Здесь люди живут

Ох, и зима нынче – как огромная, злая, лохматая собака. То набросится и кусает без удержу лютым морозом. То навалится тёмным бураном, словно придавит тяжёлым серым шерстяным боком. И не жалко ей никого, морозит да вьюжит. Снега полно. Домишки деревенские до окон им облеплены. Стоят, будто в тулупах овчинных.  А кому и под самую крышу намело. Если поедешь от конька по скату, так как раз с крыши в сугроб и усядешься.
Из печных труб – дымы клубами, густые, вихрастые. В окнах жёлтый свет, тоже густой и тёплый, похожий на яичный желток. Тёплый, потому что за стенами в домах тепло живёт. Люди живут.
Стёкла в окнах сплошь морозным узором затянуты – сколько же разных причудливых завитков можно разглядеть в этих серебристых узорах! А если смотреть в окно в рассветный час, то увидишь, как серебро розовым становится.
Но сегодня метёт. Да не просто метёт, а – ой, как! Ветрина ручищами громадными хватает снег и с неба, и с земли, смешивает всё и швыряет куда попало. Толчёт да месит, толчёт да месит. И не разобрать толком в завывающих густых вихрях, где земля, где небо. Весь мир – как безразмерная ступа с белым месивом.
- У-у, буран-то тёмный совсем,- говорила у окна бабушка Евдокия двум своим внучкам – Наде и Люде.- На улицу сегодня ходу нету. Дома играйтесь, золотцы мои самоварненькие.
- Баба,- посмотрела вместе с ней в заснеженное окно старшая из сестрёнок, Надя,- я и в школу сегодня не пойду?

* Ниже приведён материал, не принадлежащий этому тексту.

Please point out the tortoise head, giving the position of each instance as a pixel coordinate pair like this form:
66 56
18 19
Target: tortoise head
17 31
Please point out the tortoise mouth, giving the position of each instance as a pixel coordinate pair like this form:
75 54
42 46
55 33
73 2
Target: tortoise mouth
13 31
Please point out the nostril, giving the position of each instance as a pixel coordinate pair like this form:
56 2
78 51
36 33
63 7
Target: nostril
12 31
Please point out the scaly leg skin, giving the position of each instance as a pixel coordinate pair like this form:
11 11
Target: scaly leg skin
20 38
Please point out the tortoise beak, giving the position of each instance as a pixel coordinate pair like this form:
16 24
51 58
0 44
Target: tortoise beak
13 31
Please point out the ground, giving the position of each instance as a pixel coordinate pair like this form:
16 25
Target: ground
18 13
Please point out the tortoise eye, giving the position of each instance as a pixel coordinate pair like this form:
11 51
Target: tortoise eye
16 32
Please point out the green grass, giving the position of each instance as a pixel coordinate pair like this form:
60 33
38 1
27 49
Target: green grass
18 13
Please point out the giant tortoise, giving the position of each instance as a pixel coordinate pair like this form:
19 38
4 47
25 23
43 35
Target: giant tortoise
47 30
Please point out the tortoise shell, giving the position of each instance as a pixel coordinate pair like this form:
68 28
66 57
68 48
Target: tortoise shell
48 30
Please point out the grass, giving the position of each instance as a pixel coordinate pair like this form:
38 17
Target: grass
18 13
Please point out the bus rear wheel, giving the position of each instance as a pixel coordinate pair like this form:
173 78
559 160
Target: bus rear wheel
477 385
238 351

- Куды ж идти? Заметёт тебя и потеряешься.
- А давай тогда зиму прогонять, раз она такая сердитая и на улицу нас не пускает.

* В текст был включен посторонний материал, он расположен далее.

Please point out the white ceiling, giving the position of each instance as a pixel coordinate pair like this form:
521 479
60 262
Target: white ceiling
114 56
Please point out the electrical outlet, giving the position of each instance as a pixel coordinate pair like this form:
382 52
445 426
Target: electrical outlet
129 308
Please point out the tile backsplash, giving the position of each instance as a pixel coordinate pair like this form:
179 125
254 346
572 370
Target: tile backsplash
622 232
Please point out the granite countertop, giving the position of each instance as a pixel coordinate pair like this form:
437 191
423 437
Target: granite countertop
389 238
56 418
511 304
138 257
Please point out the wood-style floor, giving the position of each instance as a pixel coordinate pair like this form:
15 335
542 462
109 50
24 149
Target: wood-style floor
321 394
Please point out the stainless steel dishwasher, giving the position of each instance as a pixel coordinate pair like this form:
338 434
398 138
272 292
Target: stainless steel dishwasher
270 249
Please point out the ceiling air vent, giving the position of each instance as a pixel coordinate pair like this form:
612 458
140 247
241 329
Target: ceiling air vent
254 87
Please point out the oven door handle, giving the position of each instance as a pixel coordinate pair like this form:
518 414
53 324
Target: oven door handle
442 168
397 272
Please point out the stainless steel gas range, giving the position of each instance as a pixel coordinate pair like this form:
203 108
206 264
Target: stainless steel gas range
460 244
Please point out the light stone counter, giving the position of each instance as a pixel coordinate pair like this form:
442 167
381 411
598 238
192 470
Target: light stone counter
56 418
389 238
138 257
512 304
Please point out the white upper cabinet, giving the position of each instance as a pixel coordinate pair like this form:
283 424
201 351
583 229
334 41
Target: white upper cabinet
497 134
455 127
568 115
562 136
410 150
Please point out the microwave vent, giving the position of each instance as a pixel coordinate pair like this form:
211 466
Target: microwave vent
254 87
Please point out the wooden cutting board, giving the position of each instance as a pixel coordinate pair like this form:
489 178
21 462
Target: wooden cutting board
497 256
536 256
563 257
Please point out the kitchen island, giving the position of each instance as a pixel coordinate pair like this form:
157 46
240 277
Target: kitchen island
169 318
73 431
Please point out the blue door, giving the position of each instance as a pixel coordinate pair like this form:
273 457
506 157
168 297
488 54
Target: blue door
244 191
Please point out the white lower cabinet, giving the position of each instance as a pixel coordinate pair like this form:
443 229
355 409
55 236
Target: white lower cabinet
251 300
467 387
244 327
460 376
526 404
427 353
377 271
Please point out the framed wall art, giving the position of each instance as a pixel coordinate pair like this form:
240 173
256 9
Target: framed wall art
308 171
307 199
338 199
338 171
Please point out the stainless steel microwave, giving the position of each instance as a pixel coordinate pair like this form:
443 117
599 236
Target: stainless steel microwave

- Давай зиму прогонять,- повторила за сестрой младшая, Люда.
- Зиму прогонять?!- улыбнулась носикам-курносикам бабушка Евдокия.- Ну, давайте. Вставайте-ка со мной рядом, да подбоченьтесь…вот так – руки в боки. А теперь нахмурьтесь на окно и говорите: «Эй, седа зима, из метели борода! Ступай за околицу, не просись к нам в горницу!» А теперь ножками сердито затопаем, затопаем… Вот так.
- Уходи, зима, из метели борода!- хмурились девочки на окно.
- А покуда буран не угомонился, дома забавляйтесь. Берите сказку да полезайте на печку.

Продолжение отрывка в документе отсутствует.